A date for your calendar: Wharton Canal Day Music & Craft Festival, Saturday, August 20, 10 am - 5 pm @ Hugh Force Canal Park, 180 West Central Avenue, Wharton. This is an old time country fair that celebrates the Morris Canal and its contributions to the development of the communities along its banks. Will include free narrated boat rides, craft & art show, traveling zoo, black smith demonstrations, Civil War encampment, food, fireworks, & more. We will also be there with exhibits and sales tables. Free Admission. Off-street parking available - $5. Info: Canalday.org
We confess that we jumped to conclusions about the history / origin of the little railroad building at the corner of N. Main Street and E. Dewey Avenue in Wharton. Here’s why: The above building is 16.5' x 12.5'. The former CNJ Hopatcong Junction Station, built in 1889, was 26' x 16'. The former CNJ Wharton passenger station, built in 1876, was 51' x 18'. We now think that the surviving much smaller building may have been a railroad section house located near the passenger station, where the CNJ crossed Main Street. It certainly has CNJ architecture and it would have been relatively easy to move it the few blocks north to its present location. However, we have been unable to locate the structure on old Sanborn Fire maps or find any photos which document it. Nor are there any local people who can remember where it was moved from. We would be pleased to gain any information that might help us verify the history of the building for which LHRy recently funded a replacement slate roof.
We are pleased to report that the CNJ Jersey City Terminal building at Liberty State Park has finally reopened. The structure as well as the Park itself suffered extensive damage during Superstorm Sandy on October 29 and 30, 2012. Unfortunately, the six historic photo panels which LHRy installed on the concourse gates in September, 2012 will not be present. They were damaged by the storm water which rose to four feet above the floor level. However, all the new train - track announcement curtains are now in place. LHRy worked with former CNJ employees and Liberty State Park to make sure that the signs and their placement accurately represent the peak era of name train usage, eg: The Blue Comet, The Williamsporter, The Queen of the Valley, Monmouth Park Race Train, The Royal Blue, The National Limited, The Crusader, and The Wall Street.

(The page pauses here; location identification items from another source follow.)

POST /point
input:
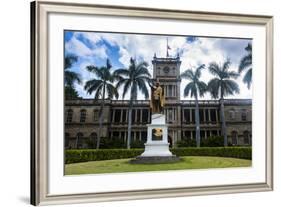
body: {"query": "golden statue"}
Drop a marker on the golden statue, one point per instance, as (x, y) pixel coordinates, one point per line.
(157, 99)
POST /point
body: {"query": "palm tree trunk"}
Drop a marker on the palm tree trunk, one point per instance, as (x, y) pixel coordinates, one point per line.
(223, 128)
(197, 122)
(129, 123)
(100, 118)
(76, 143)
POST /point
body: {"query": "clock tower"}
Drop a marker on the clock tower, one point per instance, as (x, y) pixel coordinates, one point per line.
(167, 72)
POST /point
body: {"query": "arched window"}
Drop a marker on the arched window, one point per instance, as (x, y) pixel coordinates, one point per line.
(82, 115)
(244, 115)
(246, 136)
(79, 140)
(95, 115)
(69, 115)
(232, 114)
(234, 137)
(94, 137)
(66, 140)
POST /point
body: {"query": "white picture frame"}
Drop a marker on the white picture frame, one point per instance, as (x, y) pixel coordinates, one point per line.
(42, 175)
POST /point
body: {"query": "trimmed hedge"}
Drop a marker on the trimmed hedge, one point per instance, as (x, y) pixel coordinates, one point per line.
(84, 155)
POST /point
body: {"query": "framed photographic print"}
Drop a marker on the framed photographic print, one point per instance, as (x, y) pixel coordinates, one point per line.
(136, 103)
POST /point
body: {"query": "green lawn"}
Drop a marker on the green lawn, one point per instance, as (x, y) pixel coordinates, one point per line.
(123, 165)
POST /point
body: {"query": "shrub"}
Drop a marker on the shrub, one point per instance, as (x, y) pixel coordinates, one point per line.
(84, 155)
(187, 142)
(137, 144)
(213, 141)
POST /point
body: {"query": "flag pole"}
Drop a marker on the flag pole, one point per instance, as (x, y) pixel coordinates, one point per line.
(167, 48)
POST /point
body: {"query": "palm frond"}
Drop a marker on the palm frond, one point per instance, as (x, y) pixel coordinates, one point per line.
(70, 77)
(127, 86)
(142, 86)
(230, 87)
(245, 62)
(214, 86)
(198, 71)
(226, 65)
(188, 74)
(188, 89)
(214, 69)
(202, 88)
(233, 74)
(95, 70)
(111, 91)
(69, 61)
(248, 78)
(92, 85)
(99, 91)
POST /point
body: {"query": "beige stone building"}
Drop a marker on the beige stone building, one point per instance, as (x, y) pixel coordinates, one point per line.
(81, 116)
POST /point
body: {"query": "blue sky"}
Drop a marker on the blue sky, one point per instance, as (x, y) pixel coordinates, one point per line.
(93, 48)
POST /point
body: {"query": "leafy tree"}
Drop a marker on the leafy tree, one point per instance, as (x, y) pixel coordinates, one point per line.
(134, 79)
(102, 85)
(246, 65)
(194, 89)
(222, 85)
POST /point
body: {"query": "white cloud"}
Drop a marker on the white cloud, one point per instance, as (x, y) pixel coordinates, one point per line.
(143, 47)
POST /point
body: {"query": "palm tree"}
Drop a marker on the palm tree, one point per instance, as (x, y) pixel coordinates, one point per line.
(133, 80)
(246, 65)
(70, 77)
(195, 88)
(222, 85)
(101, 85)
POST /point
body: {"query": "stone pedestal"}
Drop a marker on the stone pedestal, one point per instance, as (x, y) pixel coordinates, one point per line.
(157, 146)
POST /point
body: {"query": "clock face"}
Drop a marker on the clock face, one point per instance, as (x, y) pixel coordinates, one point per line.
(166, 69)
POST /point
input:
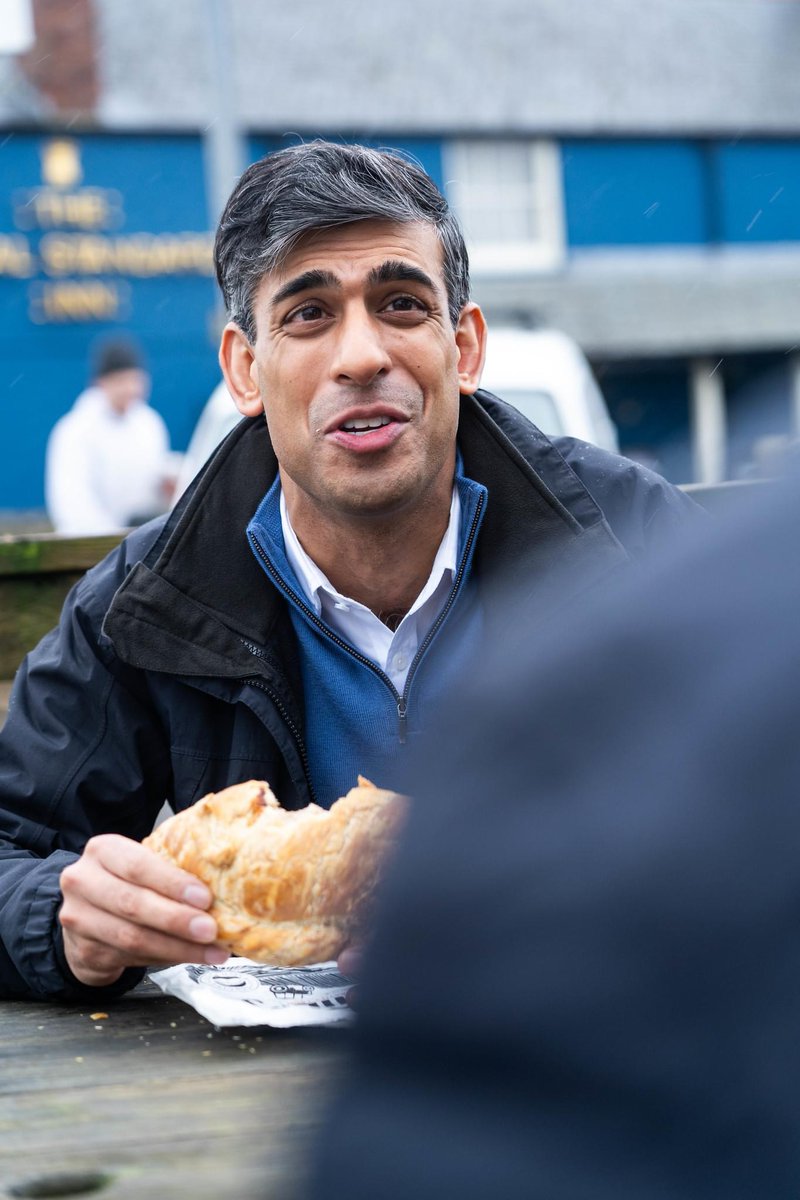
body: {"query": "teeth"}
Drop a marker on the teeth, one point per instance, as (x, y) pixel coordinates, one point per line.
(362, 424)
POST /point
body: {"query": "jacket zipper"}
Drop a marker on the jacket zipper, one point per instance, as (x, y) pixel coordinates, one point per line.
(290, 725)
(401, 701)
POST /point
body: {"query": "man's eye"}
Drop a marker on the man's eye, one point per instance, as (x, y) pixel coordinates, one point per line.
(306, 313)
(405, 304)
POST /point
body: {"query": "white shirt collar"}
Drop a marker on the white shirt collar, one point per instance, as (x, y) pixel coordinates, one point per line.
(392, 651)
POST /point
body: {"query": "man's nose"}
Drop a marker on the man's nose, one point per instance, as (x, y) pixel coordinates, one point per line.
(360, 351)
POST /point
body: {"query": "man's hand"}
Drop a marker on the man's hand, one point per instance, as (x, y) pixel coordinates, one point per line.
(126, 906)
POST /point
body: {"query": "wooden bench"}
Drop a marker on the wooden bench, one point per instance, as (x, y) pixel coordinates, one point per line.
(37, 570)
(36, 573)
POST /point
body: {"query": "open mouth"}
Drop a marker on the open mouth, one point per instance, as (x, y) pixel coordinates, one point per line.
(364, 425)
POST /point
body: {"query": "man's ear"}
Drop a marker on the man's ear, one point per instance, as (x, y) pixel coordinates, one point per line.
(238, 363)
(470, 340)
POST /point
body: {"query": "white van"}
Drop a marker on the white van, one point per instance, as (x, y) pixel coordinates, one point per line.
(546, 376)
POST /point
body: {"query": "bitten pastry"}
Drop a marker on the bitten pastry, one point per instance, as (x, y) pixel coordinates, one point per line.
(289, 888)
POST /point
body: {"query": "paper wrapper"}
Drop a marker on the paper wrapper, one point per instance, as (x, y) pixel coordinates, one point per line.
(245, 993)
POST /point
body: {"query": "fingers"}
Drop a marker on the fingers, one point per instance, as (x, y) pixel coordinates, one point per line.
(126, 906)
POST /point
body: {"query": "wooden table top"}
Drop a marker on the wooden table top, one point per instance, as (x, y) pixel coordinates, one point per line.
(152, 1101)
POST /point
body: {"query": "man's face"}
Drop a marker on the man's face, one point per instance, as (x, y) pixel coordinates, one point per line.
(125, 388)
(358, 367)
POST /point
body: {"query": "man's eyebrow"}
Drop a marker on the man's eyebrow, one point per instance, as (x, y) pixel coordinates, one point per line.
(305, 282)
(397, 271)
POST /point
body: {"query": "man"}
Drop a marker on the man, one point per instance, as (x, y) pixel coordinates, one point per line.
(584, 978)
(319, 588)
(108, 457)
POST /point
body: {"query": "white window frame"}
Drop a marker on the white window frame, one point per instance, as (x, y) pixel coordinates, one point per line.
(547, 251)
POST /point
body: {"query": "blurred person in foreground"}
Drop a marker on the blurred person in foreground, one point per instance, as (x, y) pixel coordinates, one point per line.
(107, 465)
(319, 588)
(585, 975)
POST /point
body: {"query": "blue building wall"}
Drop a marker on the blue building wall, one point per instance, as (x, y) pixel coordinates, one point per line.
(110, 233)
(98, 234)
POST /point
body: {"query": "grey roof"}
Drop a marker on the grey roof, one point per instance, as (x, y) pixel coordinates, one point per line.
(559, 66)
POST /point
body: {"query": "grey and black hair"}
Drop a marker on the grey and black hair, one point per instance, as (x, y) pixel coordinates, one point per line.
(320, 185)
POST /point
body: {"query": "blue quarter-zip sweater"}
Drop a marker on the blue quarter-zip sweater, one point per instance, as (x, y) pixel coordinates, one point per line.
(355, 720)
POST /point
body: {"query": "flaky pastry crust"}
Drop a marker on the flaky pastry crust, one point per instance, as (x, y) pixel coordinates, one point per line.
(289, 888)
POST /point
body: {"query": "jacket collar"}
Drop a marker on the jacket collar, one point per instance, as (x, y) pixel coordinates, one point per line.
(199, 604)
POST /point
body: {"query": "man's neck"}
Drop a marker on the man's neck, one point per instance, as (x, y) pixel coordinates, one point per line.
(383, 563)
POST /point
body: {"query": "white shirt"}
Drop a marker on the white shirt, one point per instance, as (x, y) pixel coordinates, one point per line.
(104, 469)
(392, 652)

Liberty Historic Railway was formed in January 2010. Our efforts up to 2013 were specifically aimed at providing historic trolley shuttle service in Liberty State Park to enhance park-user mobility, improve visitor access, and reduce motor vehicle traffic and parking demand, as well as to provide displays of heritage rail equipment under a restored Jersey Central Jersey City Terminal Train Shed. Late in 2013 the directors of LHRy found that a moratorium on continued efforts to these ends was warranted. This is due to continued adamant and fanatical opposition to a trolley shuttle by Friends of Liberty State Park, in spite of an expert independent study which validated the trolley shuttle concept. What a shame that ignorant parochial interests prevailed that will not fulfill a more visionary role and need for Liberty State Park. LHRy feels that their organizational priorities and goals need to be revised, updated, and broadened. Director Ted Brewer is leading this effort.